At least until the revision of the construction lien statutes in 1975, see Or Laws 1975, ch 466, it was the longstanding and clearly-established law that a construction lien would have priority in a situation such as we have in this case. A construction lien attaches when materials are first furnished but remains inchoate until the lien is filed, at which time it relates back to the beginning of the work. Erne v. Goshen Veneer, Inc., 249 Or 357, 360, 437 P2d 479 (1968); Auld v. Starbard, 89 Or 284, 289, 173 P 664 (1918). Prior to 1939, and as far back as 1885, a construction lien took precedence over both prior and subsequently recorded mortgages. See Oregon Code Annotated, § 51-103; Lord’s Oregon Laws § 7748; Bellinger and Cotton’s Annotated Statutes § 5642; Hill’s Annotated Laws § 3671.
In 1939, the priorities statute was amended to provide some protection to the holder of a prior recorded mortgage by requiring the person furnishing materials to give notice of the fact not later than seven days after the date of the first delivery to the mortgagee in order for the lien to have priority.
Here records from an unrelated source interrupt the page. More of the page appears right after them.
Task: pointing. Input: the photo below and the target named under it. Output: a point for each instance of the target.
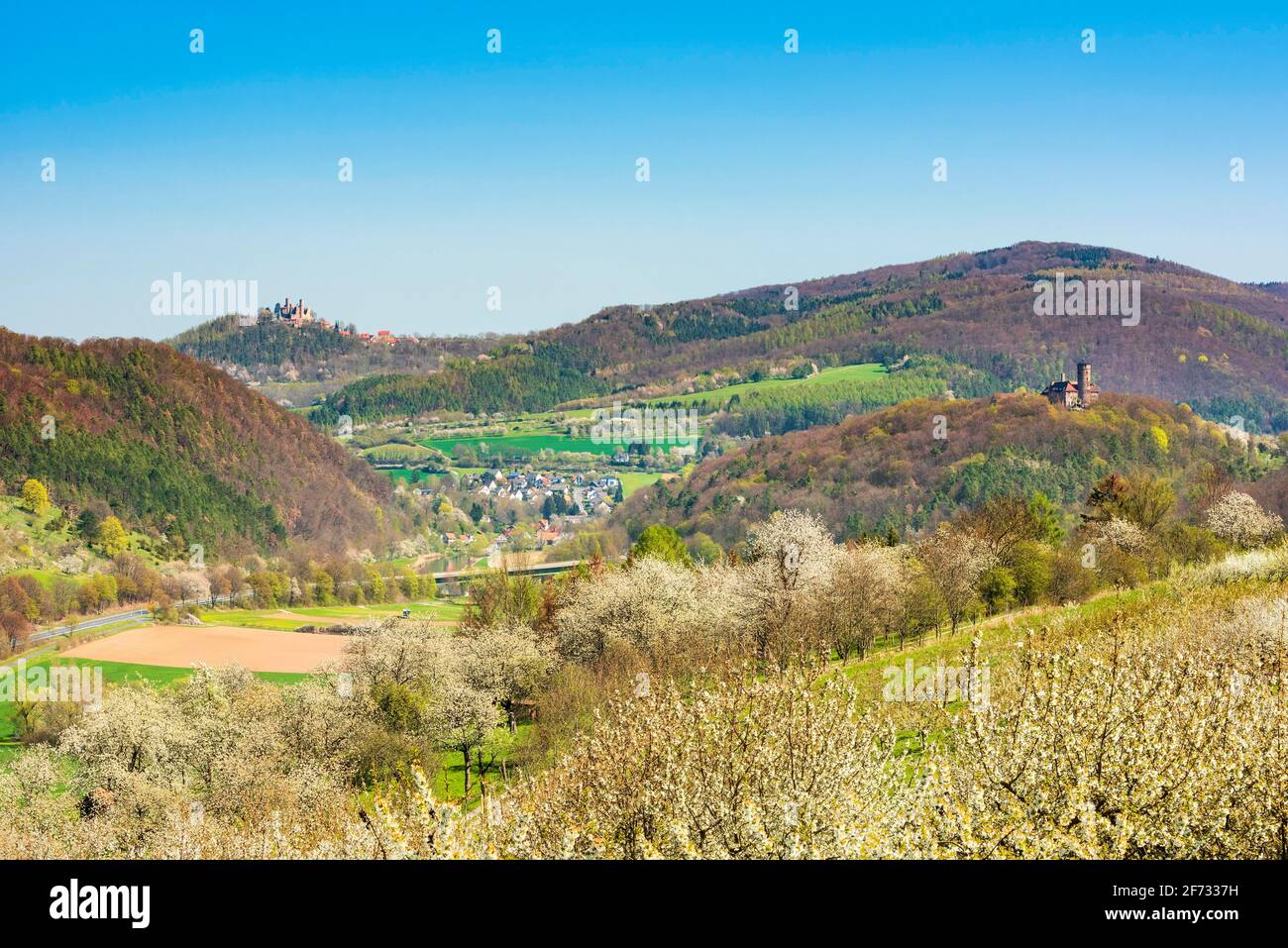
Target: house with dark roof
(1068, 394)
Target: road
(99, 621)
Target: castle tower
(1087, 391)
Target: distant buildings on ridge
(297, 314)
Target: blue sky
(518, 170)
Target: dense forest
(1219, 346)
(176, 447)
(915, 464)
(518, 381)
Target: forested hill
(273, 351)
(176, 449)
(889, 471)
(1219, 346)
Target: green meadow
(716, 398)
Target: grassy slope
(867, 371)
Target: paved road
(99, 621)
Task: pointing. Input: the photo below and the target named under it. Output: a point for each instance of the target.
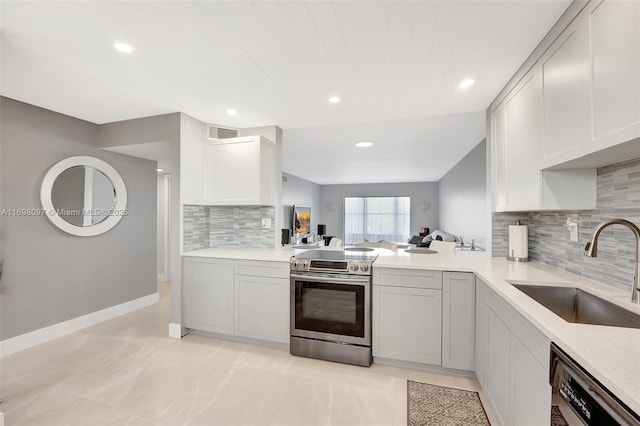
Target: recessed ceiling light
(466, 83)
(364, 144)
(123, 47)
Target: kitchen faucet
(591, 250)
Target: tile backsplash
(227, 226)
(618, 196)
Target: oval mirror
(83, 196)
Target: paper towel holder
(515, 258)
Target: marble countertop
(610, 354)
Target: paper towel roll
(518, 243)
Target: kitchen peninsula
(608, 353)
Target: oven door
(331, 307)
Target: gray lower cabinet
(407, 315)
(237, 298)
(458, 320)
(208, 294)
(512, 361)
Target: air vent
(214, 132)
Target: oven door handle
(331, 280)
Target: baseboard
(33, 338)
(175, 330)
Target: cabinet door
(458, 320)
(530, 390)
(523, 141)
(498, 365)
(498, 154)
(208, 294)
(407, 324)
(233, 171)
(482, 333)
(262, 308)
(566, 96)
(614, 30)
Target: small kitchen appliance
(331, 305)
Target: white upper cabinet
(564, 68)
(240, 171)
(614, 37)
(523, 151)
(520, 184)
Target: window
(376, 219)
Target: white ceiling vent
(214, 132)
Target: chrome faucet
(591, 250)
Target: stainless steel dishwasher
(581, 398)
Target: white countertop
(610, 354)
Or Laws 1939, ch 527, § 2. The statute read as amended:
“A lien created by this act upon any parcel of land shall be preferred to any lien, mortgage or other incumbrance which may have attached to said land subsequent to the time when the building or other improvement was commenced, or the *787materials were commenced to be furnished and placed upon or adjacent to the land; also to any lien, mortgage or other incumbrance which was unrecorded at the time when said building, structure or other improvement was commenced, or other materials for the same were commenced to be furnished and placed upon or adjacent to the land; and all liens created by this act upon any building or other improvement shall be preferred to all prior liens, mortgages or other incumbrances upon the land which said building or other improvement shall have been constructed or situated when altered or repaired; * * * provided, however, no lien for materials or supplies shall have priority over any recorded mortgage on either the land or building unless the person furnishing such material or supplies shall, no later than seven days after the date of the first delivery of such material or supplies for which a lien may be claimed, deliver in person and evidence said delivery by receipt thereof, or mail by registered letter to the owner of record of such mortgage recorded at the time of the commencement of the delivery of such material or supplies, a notice * * *.” O.C.L.A. § 67-103 (Emphasis supplied.)
From the emphasized language, it is clear that only the holder of a prior recorded mortgage was entitled to notice. The statute remained substantially unchanged until 1975, when it was amended to read, in pertinent part:
“(2) Except as provided in subsections (3) and (6) of this section, a [materialman’s] lien * * * upon any improvement shall be preferred to all prior liens, mortgages or other encumbrances upon the land upon which the improvement was constructed. * * *
“(3) No lien for materials or supplies shall have priority over any recorded mortgage or trust deed on either the land or improvement unless the person furnishing the materials or supplies, not later than 10 days after the date of delivery of material or supplies for which a lien may be claimed, delivers to the mortgagee, a notice * * ORS 87.025 (1975). (Emphasis supplied.)
Respondents argue that the statute’s provision for notice “to the mortgagee” requires notice to holders of both prior and subsequently recorded mortgages and that in the absence of notice mortgages take precedence over the lien. We disagree.
The 1975 amendment defined “mortgagee” as follows:
*788“ ‘Mortgagee’ means a person who has a valid subsisting mortgage of record or trust deed of record securing a loan upon land or an improvement.” ORS 87.005(6). (Emphasis supplied.)
Although the language has been changed, we do not find a legislative intent to change the law. The word “subsisting” denotes a mortgage already in existence. Moreover, sound policy favors giving the lien priority. Under the statute, even a prior recorded mortgage may be subordinate to a lien, if the mortgagee is given notice of the delivery of the material for which the lien is claimed within ten days. It should be relatively easy for a prospective mortgagee to discern whether materials have been or are being delivered that may result in a lien. On the other hand, if a supplier delivering materials over a period of time could obtain priority over mortgages attaching during the period of delivery only by giving notice to the mortgagees, he would have to search the records every ten days during the delivery period to determine whether a mortgage had been recorded or risk losing the priority of his lien. We hold that a construction lien for materials, the delivery of which commenced before the recording of a mortgage on the property, has priority over the mortgage.
Reversed and remanded for entry of a decree giving priority to the lien of Lee’s Lumberland, Inc.